10. No "Hacks to Make It Compile"

Write code that is correct by design, not code that tricks the type checker or linter.

Hacks = code modifications made solely to silence errors without addressing the root cause.

Common Hacks to Avoid

# BAD: Silencing errors
result = process_data(input)  # type: ignore
try:
    result = risky_operation()
except:
    pass
from module import *  # noqa
return User(id=-1, name="")  # Dummy values

# GOOD: Fix the root cause
def process_data(input: list[dict]) -> list[dict]:
    return input
result = process_data(input)  # Properly typed

try:
    result = risky_operation()
except ValueError as e:
    raise ValueError(f"Failed: {e}") from e

from module import SpecificClass, specific_function

def get_user(user_id: int) -> User | None:
    if user_id < 0:
        return None  # Or raise ValueError
    return User(id=user_id, name="John")

When Suppression is Acceptable

Only when you have a legitimate reason AND document why:

arr[mask] = values  # type: ignore[index]  # numpy advanced indexing
result = external_lib.process(data)  # type: ignore[no-untyped-call]  # no type stubs

Approach: Understand error β†’ Fix root cause β†’ If suppression needed, document WHY β†’ Review regularly.

Remember: Hacks hide bugs and accumulate technical debt. Fix the issue, don't silence the messenger.


File Organization

ALL temporary files β†’ ./.temp/ directory.

# Good: src/, tests/, .temp/, README.md
# Bad: test_something.py, output_analysis.csv, debug_report.txt in root

Code modification reports and temporary tests created by A.I. shall be in .temp/ too.


Testing

Test error paths, not just success cases. Basic verification saves debugging time.

def test_resize_image():
    assert resize_image(np.zeros((100, 100, 3)), (50, 50)).shape == (50, 50, 3)
    with pytest.raises(ValueError):
        resize_image(None, (50, 50))

Version Control

Commit strategy: Create commits before and after major changes (core algorithms, multi-file refactoring, new features).

Messages: Use conventional commits (feat:, fix:, refactor:). Be descriptive.

# BAD: "fix stuff", "wip"
# GOOD: "fix: resolve race condition in data loader"

Always commit: Production code, tests, docs, non-sensitive config.

Never commit: Secrets (use .env, add to .gitignore).

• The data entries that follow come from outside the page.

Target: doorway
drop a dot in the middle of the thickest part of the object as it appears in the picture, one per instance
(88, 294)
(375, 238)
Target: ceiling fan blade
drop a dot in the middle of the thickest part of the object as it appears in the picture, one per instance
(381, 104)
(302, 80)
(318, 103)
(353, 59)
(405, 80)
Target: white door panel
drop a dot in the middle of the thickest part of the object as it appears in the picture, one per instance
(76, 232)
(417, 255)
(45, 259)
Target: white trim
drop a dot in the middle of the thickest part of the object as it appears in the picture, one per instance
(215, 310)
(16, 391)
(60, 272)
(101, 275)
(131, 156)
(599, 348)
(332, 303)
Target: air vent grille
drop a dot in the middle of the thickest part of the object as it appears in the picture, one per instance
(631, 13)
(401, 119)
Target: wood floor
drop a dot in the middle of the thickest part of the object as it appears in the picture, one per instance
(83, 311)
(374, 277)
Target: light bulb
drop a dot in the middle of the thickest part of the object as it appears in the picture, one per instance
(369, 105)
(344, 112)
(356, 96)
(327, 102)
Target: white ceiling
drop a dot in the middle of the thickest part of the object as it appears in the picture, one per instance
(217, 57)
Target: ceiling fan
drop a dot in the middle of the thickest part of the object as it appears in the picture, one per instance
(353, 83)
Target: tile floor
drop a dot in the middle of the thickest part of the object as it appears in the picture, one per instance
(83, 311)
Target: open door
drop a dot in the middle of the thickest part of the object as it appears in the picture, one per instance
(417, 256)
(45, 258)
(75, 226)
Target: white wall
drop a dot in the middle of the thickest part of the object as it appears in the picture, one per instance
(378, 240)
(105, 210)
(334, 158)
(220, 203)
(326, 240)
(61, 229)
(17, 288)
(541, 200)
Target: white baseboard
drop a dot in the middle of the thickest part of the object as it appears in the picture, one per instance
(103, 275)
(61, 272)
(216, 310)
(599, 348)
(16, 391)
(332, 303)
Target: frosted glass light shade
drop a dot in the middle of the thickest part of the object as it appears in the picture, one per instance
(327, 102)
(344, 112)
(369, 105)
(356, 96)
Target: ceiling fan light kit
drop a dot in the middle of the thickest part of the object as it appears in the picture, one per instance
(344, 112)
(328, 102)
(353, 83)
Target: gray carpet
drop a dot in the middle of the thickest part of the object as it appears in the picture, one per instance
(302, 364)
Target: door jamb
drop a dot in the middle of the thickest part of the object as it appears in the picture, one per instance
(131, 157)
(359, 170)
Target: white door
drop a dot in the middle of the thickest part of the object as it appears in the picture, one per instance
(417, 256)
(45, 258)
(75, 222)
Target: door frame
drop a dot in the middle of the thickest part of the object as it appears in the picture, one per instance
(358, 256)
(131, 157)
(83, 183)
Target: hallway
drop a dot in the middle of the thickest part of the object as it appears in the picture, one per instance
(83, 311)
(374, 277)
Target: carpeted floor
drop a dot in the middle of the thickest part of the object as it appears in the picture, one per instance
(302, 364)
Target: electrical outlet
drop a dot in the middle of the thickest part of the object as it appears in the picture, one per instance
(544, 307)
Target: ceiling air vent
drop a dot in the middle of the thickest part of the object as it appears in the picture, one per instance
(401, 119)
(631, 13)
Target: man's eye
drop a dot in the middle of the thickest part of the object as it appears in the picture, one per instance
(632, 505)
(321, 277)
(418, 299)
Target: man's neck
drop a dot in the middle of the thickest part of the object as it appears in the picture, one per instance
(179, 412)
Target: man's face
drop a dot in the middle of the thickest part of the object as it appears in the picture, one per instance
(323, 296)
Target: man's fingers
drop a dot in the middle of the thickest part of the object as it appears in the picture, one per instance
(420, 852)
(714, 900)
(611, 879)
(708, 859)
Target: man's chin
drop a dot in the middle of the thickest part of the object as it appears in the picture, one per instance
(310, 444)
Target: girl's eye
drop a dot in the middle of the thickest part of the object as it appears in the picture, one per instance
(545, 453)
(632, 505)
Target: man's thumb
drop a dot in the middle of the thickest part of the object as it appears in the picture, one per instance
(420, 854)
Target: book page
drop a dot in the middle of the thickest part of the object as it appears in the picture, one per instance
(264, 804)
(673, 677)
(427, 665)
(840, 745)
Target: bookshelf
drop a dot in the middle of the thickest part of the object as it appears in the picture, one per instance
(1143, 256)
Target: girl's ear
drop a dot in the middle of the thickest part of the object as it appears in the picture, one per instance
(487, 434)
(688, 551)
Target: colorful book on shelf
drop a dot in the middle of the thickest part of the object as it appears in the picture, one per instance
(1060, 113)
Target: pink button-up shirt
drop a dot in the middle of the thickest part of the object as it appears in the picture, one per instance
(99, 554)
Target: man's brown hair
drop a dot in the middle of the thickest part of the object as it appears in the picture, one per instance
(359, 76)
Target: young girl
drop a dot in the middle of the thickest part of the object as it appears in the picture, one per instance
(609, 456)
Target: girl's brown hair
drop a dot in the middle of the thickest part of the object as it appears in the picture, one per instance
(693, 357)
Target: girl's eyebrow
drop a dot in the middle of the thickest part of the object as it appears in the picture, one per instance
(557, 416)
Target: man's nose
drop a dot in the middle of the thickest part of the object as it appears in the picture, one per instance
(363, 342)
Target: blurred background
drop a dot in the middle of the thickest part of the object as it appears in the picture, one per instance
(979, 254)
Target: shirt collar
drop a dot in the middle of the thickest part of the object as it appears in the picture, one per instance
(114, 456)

Using AI Tools Responsibly

You are responsible for every line of code, whether written by you or AI.

AI shall not modify core business logic data structures without review and explicit approval.

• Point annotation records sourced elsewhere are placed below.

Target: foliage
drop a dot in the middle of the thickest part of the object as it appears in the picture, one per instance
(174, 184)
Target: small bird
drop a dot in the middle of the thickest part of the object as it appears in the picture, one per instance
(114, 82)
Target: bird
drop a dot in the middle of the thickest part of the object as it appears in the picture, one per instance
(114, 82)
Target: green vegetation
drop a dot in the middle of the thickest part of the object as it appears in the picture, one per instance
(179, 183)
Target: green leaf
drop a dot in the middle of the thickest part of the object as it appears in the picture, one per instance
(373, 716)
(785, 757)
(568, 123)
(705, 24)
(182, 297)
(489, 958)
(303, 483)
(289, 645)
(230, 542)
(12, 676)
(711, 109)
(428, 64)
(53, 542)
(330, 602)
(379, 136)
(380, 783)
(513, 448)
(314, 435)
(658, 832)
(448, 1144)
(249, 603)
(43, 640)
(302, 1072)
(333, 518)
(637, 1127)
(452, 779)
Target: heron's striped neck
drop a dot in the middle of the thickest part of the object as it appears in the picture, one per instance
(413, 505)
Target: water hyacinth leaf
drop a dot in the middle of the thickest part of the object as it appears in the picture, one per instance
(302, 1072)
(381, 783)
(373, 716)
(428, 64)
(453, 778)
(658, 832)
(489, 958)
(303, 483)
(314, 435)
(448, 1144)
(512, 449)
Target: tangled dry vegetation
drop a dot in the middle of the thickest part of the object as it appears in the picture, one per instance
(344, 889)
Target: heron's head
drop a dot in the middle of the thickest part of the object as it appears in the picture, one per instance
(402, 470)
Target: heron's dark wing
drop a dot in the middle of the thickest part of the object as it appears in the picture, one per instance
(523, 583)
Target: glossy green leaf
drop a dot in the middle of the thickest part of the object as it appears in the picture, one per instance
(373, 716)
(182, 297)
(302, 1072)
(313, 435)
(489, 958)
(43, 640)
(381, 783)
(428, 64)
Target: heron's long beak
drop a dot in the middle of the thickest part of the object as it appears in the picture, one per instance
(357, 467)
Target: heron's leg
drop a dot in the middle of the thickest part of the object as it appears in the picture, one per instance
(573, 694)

Pydantic models forming interfaces between business bricks require human judgment.


Pre-Commit Checklist

Code Quality: Clear, descriptive names | Type hints on public functions | Pydantic for complex structures | Reusable without copying

Error Handling: No fallback logic | Specific error messages | Input/output validation

AI Code: All AI code reviewed and understood | Core interfaces human-designed | No black boxes

Organization: No temp files in root (use .temp/) | Docstrings on public functions | README updated

Version Control: Conventional commit format | No secrets | Logical grouping


Summary

  1. Fail fast, fail loud - Never silently degrade
  2. Clear errors - Specific, actionable, contextual
  3. Validate I/O - Catch problems early
  4. Straightforward code - Simplest solution
  5. Small functions - One purpose, <20 lines
  6. Type annotations - Mandatory for public functions
  7. Pydantic for interfaces - Complex structures, shared schemas
  8. Docs in code - Docstrings, not proliferating files
  9. Organized projects - .temp/ for temporary files
  10. Remove dead code - Git preserves history
  11. No hardcoding - Use config files (JSON standard)
  12. No hacks - Fix root cause, don't silence errors
  13. AI responsibly - Review everything, humans decide

When in doubt: Raise clear error > guess behavior. Ask for clarification rather than corrupt data.

Success metric: Future maintainers understand, trust, and reuse your code without assistance.